Maybe this will help you. Maybe it won't. I wish you the best either way.

JoePete
Contributor II


@EmmaJakeJames wrote:
If you can tell me where it says in the isc2 promotional material that you need to not bother reading the expensive content, not really bother attending the expensive courses they have charged me a lot of money for & I have invested hundreds of hours studying this & many other books I purchased.

It does seem as of late there are more complaints about the exam and its quality - but then again, for a long time, there wasn't much of a forum like this. Bear in mind that a certain number of questions on each exam are experimental - confusing or "wrong" questions may end up there, but you're not being graded on them.

 

I don't see (ISC)2 as forcing or even cajoling people into spending a lot of money on study materials. That said, there is a lot of money in the test and test-prep industry today - just like there is a lot of money in the security industry. However, quality is a different story in both regards, and for that reason, probably like a lot of folks here, I've developed a selective blindness toward marketing material. My study experience - granted it was 15 years ago - was I'd sit down with (ISC)2 Official Study Guide - it probably cost me $75 - and sip a Newcastle Nut Brown Ale. Some nights it would be two Newcastles, but that would be my cut-off. I didn't want to be reading (or drinking) too much in any one night. I probably ended up spending as much on beer as I did on the book, but neither was a sizable investment in time or money. What the guide affirmed was that my experience and intuition developed over the preceding 10-15 years wasn't too far off. I do vividly recall having to learn machine-state models (Bell-Lapadula, Biba) - that may have been a three Newcastle night.

 

I'll also say that my preceding work experience had been pretty broad - networking, databases, programming, systems - but it also included non-tech sectors. I think the typical tech employee, certainly at the time but still today, works much more in a silo.
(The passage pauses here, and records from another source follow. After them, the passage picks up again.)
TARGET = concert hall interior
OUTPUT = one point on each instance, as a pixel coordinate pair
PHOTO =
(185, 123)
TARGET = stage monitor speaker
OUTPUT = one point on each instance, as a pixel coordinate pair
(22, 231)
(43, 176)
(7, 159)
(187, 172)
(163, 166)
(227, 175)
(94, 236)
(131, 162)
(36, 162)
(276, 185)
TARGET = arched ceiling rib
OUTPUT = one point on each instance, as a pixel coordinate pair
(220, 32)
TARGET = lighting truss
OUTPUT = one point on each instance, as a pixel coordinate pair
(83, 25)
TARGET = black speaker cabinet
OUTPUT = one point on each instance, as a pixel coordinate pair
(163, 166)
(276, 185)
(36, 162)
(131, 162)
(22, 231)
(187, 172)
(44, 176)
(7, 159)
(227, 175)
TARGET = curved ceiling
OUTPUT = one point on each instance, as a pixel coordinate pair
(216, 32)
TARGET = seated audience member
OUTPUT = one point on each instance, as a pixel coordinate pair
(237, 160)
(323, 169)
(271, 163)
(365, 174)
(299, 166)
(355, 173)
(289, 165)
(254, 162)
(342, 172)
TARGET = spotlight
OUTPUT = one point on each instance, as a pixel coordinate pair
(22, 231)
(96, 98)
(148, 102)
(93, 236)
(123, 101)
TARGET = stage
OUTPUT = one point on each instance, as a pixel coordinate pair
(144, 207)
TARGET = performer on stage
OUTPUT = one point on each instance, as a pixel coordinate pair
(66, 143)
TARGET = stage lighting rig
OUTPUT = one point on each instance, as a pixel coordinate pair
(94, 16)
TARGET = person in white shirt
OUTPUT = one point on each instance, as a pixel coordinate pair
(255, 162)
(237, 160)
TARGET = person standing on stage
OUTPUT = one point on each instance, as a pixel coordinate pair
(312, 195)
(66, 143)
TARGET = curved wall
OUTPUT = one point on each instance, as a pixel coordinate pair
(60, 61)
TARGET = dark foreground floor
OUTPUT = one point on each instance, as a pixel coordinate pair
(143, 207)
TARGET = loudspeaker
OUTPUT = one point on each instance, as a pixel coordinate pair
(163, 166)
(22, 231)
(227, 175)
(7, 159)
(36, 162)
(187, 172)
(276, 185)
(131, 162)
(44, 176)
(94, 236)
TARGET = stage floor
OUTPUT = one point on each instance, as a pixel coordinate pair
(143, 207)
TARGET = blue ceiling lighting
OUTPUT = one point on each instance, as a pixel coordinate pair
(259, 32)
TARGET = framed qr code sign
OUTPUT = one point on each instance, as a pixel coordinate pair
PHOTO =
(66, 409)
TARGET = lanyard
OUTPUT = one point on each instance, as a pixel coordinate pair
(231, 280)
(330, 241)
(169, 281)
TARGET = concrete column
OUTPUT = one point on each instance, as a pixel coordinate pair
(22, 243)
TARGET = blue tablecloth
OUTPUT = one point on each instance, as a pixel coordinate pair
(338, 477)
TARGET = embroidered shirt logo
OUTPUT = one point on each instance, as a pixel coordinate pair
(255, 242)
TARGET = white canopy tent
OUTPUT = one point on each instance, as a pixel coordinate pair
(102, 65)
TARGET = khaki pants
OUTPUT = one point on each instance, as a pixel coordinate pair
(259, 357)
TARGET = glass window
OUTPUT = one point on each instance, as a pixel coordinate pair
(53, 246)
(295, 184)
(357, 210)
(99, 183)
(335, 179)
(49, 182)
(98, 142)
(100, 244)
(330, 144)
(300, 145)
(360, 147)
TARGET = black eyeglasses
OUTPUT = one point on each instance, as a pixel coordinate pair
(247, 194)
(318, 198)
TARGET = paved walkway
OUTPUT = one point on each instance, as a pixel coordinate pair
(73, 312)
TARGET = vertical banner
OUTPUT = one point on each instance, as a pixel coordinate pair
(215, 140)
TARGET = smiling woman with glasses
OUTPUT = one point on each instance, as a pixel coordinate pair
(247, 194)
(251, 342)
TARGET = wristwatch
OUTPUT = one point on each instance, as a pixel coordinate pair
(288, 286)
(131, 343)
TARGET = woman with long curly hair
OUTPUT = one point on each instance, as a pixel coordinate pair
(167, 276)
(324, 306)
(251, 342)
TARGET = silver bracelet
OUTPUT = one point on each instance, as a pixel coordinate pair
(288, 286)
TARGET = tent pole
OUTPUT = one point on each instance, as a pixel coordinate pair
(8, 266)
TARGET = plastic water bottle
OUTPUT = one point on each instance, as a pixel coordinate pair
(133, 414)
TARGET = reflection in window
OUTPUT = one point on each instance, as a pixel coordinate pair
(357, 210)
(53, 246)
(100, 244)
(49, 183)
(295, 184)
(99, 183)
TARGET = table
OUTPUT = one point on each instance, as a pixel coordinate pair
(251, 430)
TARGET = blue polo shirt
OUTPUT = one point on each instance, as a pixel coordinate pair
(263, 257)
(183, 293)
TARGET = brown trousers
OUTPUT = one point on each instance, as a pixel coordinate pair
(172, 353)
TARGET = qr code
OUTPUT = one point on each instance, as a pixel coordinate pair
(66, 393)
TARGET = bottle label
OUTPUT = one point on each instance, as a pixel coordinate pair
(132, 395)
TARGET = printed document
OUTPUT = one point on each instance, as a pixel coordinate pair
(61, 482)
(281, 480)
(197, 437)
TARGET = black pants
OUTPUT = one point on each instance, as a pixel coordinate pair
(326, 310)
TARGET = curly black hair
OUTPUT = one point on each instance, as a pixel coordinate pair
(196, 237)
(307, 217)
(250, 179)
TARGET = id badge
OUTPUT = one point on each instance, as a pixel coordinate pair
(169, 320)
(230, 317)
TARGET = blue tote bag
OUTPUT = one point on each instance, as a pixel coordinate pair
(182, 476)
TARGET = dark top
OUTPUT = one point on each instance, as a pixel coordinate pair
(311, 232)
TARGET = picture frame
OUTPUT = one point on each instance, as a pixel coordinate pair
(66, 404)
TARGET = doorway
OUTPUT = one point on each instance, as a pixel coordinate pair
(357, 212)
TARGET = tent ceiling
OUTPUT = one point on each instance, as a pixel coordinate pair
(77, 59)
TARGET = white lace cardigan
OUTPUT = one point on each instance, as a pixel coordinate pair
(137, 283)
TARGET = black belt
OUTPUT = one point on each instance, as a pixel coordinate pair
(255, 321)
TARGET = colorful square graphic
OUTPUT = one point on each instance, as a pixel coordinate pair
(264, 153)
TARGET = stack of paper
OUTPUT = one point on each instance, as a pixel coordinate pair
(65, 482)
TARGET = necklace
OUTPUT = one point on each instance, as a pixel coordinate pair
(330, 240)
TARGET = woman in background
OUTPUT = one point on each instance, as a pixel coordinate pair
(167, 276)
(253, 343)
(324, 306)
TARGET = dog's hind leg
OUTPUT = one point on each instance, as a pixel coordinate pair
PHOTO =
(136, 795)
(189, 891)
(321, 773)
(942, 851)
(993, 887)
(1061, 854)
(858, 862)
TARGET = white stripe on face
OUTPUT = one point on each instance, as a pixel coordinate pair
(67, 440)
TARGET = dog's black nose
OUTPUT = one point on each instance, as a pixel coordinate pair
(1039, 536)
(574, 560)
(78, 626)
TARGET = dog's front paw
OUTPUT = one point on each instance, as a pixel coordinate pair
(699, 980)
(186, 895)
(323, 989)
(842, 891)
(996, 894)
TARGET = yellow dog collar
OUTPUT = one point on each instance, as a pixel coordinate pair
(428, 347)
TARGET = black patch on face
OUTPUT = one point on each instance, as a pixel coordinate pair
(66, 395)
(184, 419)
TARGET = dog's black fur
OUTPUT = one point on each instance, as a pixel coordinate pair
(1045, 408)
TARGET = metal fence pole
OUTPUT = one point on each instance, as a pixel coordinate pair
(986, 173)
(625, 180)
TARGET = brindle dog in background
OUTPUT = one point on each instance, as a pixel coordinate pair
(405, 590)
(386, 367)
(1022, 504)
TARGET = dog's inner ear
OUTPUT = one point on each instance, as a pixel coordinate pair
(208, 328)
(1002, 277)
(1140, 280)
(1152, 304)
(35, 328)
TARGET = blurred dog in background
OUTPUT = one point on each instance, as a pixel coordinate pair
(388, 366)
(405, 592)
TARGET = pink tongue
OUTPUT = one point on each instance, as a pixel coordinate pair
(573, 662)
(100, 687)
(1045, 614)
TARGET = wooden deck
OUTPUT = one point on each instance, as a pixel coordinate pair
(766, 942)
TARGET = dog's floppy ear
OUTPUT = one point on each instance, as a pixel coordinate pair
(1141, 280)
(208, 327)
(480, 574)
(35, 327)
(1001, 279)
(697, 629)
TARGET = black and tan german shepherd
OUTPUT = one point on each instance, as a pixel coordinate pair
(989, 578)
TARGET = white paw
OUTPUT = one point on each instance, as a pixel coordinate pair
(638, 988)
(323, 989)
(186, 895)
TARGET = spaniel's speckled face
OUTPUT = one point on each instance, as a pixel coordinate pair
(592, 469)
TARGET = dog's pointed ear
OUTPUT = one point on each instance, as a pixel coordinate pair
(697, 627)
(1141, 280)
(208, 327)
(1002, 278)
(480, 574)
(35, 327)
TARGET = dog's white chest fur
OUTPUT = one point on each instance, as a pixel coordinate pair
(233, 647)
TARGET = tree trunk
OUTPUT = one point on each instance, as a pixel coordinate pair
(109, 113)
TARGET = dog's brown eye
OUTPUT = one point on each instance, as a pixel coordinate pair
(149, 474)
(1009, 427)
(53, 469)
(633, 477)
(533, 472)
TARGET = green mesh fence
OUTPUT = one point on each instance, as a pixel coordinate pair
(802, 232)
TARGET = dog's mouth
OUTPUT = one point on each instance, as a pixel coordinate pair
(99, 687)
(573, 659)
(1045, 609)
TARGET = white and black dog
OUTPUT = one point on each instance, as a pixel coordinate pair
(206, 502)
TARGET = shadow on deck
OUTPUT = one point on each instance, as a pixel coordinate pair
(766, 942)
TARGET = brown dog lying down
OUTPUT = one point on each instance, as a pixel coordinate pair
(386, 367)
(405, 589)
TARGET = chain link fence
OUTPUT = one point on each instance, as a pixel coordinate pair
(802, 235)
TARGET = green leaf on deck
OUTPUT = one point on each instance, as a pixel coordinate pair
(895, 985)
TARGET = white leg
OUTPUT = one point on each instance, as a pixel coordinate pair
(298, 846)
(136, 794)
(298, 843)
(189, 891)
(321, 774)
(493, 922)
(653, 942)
If it hadn't been for that broad experience, the exam would have been more daunting. My advice is less study, more experience in the domains you may be unfamiliar with. Build a database application, take part in a risk analysis, write a policy, etc. 

AJAspinwall
Newcomer I

I had a very similar experience as to what is communicated above. However, after recommitting myself to more study and was determined to see this to the end I became more frustrated because I still do not understand how to prepare for the test. If official books, official prep questions, and boot camps are no good, what options do I have? I failed on my first attempt and continue to use what resources are available. However, I still feel lost as to how I can prepare for the test. I am in search of good advice.